DNS routing and addressing is still, it seems, a manual process in many environments, and exposing operational idiosyncrasies to customers (whether internal or external) is not good enough.

We manage our DNS records in Route 53 with Terraform, linked explicitly to a separate (non-ELB) routing layer, with health checks to handle router outages or topological changes. At the moment there’s still a separate, manual DNS component, but it’s being refactored out.

Related to, but distinct from addressing, is routing. With lots of services and containers popping in and out of existence, connecting services could really use a transport agnostic broker that is capable of reconnections, pooling, health checking, and SSL termination. This actually sounds like sort of a tall order until you remember that HAProxy exists.

Often, people are reaching for ELB here, but since routing logic is so tightly coupled to applications, I think it’s better to keep it as part of the core stack.

It’s also a good bit of forward planning if you intend to have multi-provider availability at some point in the future, or be able to reproduce a microcosm of your stack locally.

Note: taking ownership of routing may also mean taking ownership of SSL termination (unless youre leaning on something like Cloudflare). Running an SSL server requires staying abreast of best practices in the area. This is not difficult, but it is an ongoing effort and needs to be taken into consideration. In a stack like this, there are a lot of places we could put health checks – Route 53, HAProxy, Consul, even Zookeeper client libraries perform their own health checking.

Defining the boundaries for these and keeping a clean separation of responsibility keeps logs and services from being overloaded with health check spam, as well as avoiding weird race conditions when health checks disagree.

Addressing checks Routing, Routing checks Services. The Routing layer is the safest and most flexible point in the stack to make an informed decision about whether a service is healthy. Consul can then simply be used for hosts and services explicitly joining and parting.


We handed it all off to Datadog. We dont need the hassle, and they are very good at it. I tried several products in this category when we started out earlier this year, and Datadog won hands down for scope (system level statistics, Cloudwatch integration, process monitoring) as well as being super ops friendly, having Slack integration, and an excellent web interface.

Their agent event runs a statsd compatible interface (for which there are plenty of client libraries) meaning application statistics can also be pushed here, enriching alerting and monitoring even further.


I thought logging was a sewn up market, but everything I looked at was too expensive or too operationally cumbersome, with assumptions about IP addresses and hosts remaining static or slow moving.

Our logs are for production debugging and postmortem analysis, a tertiary service that needs to be low maintenance and sporadically high performance, with a good interface. Datadog have raised the bar in what I expect from software like this.

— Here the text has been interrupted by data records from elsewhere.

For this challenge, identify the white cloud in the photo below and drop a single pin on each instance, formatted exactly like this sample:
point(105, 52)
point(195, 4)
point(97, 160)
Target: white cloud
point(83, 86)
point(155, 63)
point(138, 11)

Eventually we decided to use rsyslog to ship to in-stack Elasticsearch services, interfaced via Kibana, and rotated out regularly to S3. Less than ideal, but its ok for now.

I cant be the only one who thinks this area is lacking its Stripe equivalent.


Configuration management is lagging in the wake of containerization. Most current configuration solutions expect to be full stack, controlling everything from provisioning to deployment, and are often too heavy for the evolving use case.

In truth, configuration management is losing, has perhaps already lost, its central role in the infrastructure pipeline.

I’ve never found a configuration management solution I liked, but Ansible is the one I least dislike for this purpose. I disagree with Ansible’s philosophy on things like testing (I think the idea that command exit codes are enough for testing is somewhat naive), but it’s a convenient abstraction on top of shell, with a pluggable orchestration layer that doesn’t get in the way. We have a small Python shim which translates Terraform tfstate data into an Ansible dynamic inventory.


The term “orchestration” seems to be used by projects like Kubernetes as shorthand for scheduling, but it’s not a usage I agree with. To me, an orchestration system should control the entire provisioning process, turning a plan defined in code into a production system.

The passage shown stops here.